The accuracy of his sketches of animals and plants can be compared with those left by Leonardo da Vinci, but at the same time, he has no doubt about the existence of various monsters recorded in the "Apocalypse". Therefore, Dürer was not only a painter, but also a sculptor, alchemist, mathematician, mechanic, art theorist, philosopher, mystic, anatomist, and architect. He once founded the theory of city building.

He traveled continuously throughout his life. His breadth of footprints and breadth of vision were almost unparalleled by anyone at the time, but he always retained some peasant-like ignorance and narrow-mindedness. He believed that reason and knowledge would make people a noble being, but he also had a deep awareness of human imperfections.

He was born in a medieval craftsman family and lived in a country where artists had the lowest status, but he became the most independent and proud artist in Europe at that time. As the "father of self-portrait", he was the first painter in Europe to be absorbed by his own appearance and identity, thus becoming the forerunner of Rembrandt. It rivals Rembrandt's self-portraits in verisimilitude and power of artistic expression.

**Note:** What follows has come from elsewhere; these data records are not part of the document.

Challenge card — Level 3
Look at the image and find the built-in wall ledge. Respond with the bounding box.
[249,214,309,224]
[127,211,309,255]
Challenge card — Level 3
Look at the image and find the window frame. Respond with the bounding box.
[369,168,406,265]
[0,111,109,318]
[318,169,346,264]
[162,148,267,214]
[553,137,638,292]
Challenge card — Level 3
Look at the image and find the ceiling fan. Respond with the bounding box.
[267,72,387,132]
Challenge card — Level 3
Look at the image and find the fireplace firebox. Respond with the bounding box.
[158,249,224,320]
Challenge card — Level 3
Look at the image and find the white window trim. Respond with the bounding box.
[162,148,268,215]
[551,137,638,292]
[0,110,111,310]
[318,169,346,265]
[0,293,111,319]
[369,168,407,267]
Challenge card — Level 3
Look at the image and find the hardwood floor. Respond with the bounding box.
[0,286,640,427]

He had somewhat realized that art would make him immortal, but he was pursued by the thought of impending death throughout his life and could not get rid of the fear caused by the disappearance of his body.

As far as artistic style is concerned, although he is a pursuer and disseminator of Italian Renaissance art, the German tradition in which he was exposed has allowed his art to retain a bit of medieval Gothic legacy. At the same time, it is surprisingly the first to show some Baroque characteristics.

At the end of 1523, Dürer began to write an autobiography. He not only reviewed his own life, but also described his parents, his seventeen brothers and sisters, and his own life experiences. At that time, only one of his brothers was left alive.

In 1525, Dürer's important work "Lectures on the Art of Measurement" was published. Therefore, he ranks among the first-class art theorists of the Renaissance.

1526 was the year when Dürer created outstanding portraits, such as "Ismas van Rotterdam", which became his greatest masterpiece.

In 1527, Dürer's second scientific work "Principles of Fortification" was published.

In 1528, "Principles of Human Anatomy" was completed, which was the culmination of his twenty-seven years of research on human anatomy. Unfortunately, he did not see the huge impact of this work. The fifty-seven-year-old Dürer, after returning from the Netherlands, was physically weak and suffered from repeated illnesses. This brilliant cultural star suddenly died on April 6, 1528.